March 1, 2018

Methadone: how it works and why it’s legal

methadone cup

There has been a lot of recent media attention on methadone, emphasising a range of factually incorrect messages. Various reports have made claims about how methadone is used, what it is used for, and how it can impact a person’s ability to go about daily activities like operating a vehicle. This sort of reporting is extremely stigmatising and has the potential to bring significant harm to an already marginalised group.

In response to these stories, we look at the facts.

What is methadone?

Methadone is a prescription drug, and is part of a group of drugs known as opioids. It has been used successfully to treat opioid dependence for more than 40 years.1 Opioids are depressant drugs, which means they slow down the messages travelling between the brain and the rest of the body.1

Colloquially, methadone is not known as ‘meth’. Meth is a shortened name for methamphetamine, which belongs to an entirely different group of drugs known as stimulants.

Methadone is taken as a replacement for heroin and other opioids as part of treatment known as pharmacotherapy. Replacing a drug of dependence with a prescribed drug, helps to stabilise the lives of people who are dependent on heroin and other opioids and to reduce the harms related to drug use.1 The aim of methadone treatment is to determine the correct dose for each person and prevent cravings. Which allows people to re-establish a quality of life once they have stopped using illicit opioids, not to provide a ‘high’.1,4

The Australian Institute of Health and Welfare produced a report in 2016 which showed that there were approximately 48,900 people receiving pharmacotherapy nationally.2

Does methadone impair people’s judgement?

Methadone treatment is provided slightly differently in Australia’s states and territories, and health professionals are involved in the prescription, administration and ongoing use.3 When a person decides to stop using illicit opioids, they work with their health provider to determine the correct dose for them. This period is called the ‘stabilisation period’ and it lasts for about two weeks. During this time, clients are advised not to operate heavy machinery or drive as their body will be adjusting to the medication.

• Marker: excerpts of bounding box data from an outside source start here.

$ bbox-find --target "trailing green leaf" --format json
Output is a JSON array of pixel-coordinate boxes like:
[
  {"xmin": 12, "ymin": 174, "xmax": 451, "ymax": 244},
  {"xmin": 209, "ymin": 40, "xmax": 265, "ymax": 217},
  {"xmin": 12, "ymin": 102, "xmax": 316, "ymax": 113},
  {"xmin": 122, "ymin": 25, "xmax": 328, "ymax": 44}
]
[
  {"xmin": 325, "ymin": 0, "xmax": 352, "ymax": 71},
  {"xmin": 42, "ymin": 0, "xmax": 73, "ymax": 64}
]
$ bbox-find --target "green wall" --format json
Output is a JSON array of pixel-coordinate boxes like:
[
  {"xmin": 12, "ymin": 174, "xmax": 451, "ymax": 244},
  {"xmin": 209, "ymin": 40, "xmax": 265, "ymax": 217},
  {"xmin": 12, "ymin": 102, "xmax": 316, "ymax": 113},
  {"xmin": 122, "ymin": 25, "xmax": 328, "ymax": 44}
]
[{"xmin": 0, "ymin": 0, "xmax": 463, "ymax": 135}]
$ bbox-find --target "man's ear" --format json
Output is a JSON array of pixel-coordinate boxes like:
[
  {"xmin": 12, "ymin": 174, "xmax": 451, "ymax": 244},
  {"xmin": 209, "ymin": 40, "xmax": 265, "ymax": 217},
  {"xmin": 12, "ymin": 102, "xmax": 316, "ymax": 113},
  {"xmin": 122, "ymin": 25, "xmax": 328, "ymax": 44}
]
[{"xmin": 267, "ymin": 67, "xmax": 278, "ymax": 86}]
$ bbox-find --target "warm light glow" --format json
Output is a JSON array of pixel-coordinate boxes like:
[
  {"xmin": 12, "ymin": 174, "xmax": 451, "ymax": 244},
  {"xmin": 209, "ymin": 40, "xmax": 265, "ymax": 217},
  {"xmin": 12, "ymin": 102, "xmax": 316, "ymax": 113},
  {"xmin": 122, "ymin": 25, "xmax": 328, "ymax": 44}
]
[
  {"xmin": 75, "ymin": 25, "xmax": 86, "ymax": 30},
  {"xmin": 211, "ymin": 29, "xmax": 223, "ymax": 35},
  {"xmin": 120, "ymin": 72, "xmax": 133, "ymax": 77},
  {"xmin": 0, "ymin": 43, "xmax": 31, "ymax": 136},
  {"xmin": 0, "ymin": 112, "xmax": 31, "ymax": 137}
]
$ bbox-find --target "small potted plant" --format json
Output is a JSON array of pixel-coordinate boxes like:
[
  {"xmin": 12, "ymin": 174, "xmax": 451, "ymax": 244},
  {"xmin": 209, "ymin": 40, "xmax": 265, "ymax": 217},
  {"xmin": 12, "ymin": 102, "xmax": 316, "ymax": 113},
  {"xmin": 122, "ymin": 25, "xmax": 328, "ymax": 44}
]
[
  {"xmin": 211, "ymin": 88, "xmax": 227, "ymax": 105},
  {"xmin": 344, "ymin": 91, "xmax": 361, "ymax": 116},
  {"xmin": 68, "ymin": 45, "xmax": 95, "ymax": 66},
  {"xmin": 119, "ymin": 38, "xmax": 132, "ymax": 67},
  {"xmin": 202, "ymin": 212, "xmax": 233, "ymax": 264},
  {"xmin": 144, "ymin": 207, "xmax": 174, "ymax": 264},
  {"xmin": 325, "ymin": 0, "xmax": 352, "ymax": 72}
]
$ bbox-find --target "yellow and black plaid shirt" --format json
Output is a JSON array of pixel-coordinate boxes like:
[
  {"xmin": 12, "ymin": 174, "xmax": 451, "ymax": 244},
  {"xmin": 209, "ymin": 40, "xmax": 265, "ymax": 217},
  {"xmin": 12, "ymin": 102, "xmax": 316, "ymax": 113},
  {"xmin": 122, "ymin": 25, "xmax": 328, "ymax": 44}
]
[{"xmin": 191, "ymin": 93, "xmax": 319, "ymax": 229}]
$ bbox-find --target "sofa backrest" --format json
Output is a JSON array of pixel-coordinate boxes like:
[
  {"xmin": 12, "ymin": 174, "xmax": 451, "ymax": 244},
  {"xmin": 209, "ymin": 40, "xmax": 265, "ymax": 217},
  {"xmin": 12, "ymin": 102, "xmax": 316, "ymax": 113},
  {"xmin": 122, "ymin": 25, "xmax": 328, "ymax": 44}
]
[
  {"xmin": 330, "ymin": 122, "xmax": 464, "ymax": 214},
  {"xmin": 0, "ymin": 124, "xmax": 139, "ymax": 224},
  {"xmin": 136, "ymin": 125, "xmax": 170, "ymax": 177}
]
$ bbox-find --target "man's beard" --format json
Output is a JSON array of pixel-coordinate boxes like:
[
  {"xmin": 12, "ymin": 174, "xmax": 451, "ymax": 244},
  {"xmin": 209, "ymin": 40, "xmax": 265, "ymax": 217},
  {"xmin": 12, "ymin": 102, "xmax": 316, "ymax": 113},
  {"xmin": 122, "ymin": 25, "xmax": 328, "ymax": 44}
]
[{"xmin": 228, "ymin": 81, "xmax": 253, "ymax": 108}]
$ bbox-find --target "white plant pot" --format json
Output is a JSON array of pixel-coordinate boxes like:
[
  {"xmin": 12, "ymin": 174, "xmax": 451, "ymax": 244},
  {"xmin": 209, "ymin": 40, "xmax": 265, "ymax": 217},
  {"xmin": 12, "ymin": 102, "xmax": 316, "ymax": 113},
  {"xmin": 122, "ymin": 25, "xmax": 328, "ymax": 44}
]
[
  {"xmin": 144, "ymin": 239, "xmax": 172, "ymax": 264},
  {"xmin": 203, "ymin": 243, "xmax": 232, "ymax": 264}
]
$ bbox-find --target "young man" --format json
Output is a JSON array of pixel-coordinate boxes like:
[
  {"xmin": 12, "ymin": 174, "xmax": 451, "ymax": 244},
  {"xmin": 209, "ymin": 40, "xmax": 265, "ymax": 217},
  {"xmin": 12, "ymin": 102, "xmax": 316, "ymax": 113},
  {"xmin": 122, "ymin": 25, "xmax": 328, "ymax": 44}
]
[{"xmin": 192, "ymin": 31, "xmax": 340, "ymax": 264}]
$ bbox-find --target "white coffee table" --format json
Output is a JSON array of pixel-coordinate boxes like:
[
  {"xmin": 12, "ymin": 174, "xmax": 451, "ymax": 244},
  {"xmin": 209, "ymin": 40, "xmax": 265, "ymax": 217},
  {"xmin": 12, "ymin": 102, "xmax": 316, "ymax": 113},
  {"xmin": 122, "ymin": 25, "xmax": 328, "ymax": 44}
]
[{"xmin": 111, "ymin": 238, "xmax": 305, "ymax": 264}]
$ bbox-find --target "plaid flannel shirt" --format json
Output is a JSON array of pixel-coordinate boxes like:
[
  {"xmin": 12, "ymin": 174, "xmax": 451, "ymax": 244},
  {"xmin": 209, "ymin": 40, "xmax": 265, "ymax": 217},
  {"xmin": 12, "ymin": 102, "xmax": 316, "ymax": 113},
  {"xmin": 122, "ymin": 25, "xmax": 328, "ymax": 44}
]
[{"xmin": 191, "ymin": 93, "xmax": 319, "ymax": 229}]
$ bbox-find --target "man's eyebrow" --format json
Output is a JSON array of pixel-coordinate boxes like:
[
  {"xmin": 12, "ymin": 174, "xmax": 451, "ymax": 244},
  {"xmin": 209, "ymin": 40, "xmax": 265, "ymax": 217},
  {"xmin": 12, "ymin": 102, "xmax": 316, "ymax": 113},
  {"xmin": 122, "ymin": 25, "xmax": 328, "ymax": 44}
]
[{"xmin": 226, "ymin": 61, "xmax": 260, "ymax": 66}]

When a person takes their dose of methadone, it takes approximately 30 minutes to start being absorbed and between 1-4 hours to reach peak blood level. If a person is on a stable methadone dose and not using other drugs (or withdrawing), their thinking or reaction time should not be affected.5

Stigma and the impact of misinformation

When drugs are used to treat medical conditions that are common for many people, such as hay fever, as a society we accept this as a part of daily life. The medication that most people use, may have warnings that it can cause nausea and or/drowsiness, and so people will be given the choice as to how many of these tablets they take, and when they can operate a vehicle. However, in the case of methadone, there is misconception about who uses this medication, how often, and how it affects their daily activities. People who are on a methadone program must follow strict conditions, including when they take the medication. They must attend a specific pharmacy or clinic, present identification, and take an oral syrup in front of a health professional.3 People on methadone programs are like people with other long term medical conditions that may require ongoing maintenance medications.4

When media reports present stories about a small group of people who are receiving medical treatment for a specific health condition, and deem it irresponsible without having the correct information, this compromises the safety, livelihood and control that these people have over their own lives.

Recent reports in the media regarding methadone were misleading, intrusive and sensationalised, and only served to contribute to a harmful stigma for a small group of Australians who are working to improve their lives.

The ADF is committed to working with communities to reduce the harm caused by alcohol and other drugs, and we strive to negate the harmful stigma surrounding people who use alcohol and other drugs.

  1. Brands B; Sproule B; & Marshman J. (Eds.) (1998) Drugs & Drug Abuse (3rd Ed.) Ontario: Addiction Research Foundation.
  2. Australian Institute of Health and Welfare. (2017, November 14). National opioid pharmacotherapy statistics (NOPSAD) 2016. Retrieved from Alcohol and other drug treatment services
  3. The Department of Health. (2011, April 18). Review of methadone treatment in Australia. Retrieved from Illicit Drugs
  4. Rankin, J. & Mattick, R. (1997). Review of the effectiveness of methadone maintenance treatment and analysis of St. Mary’s clinic, Sydney.
  5. Preston, A. (2012). The Methadone Handbook. Melbourne: Alcohol and Drug Foundation.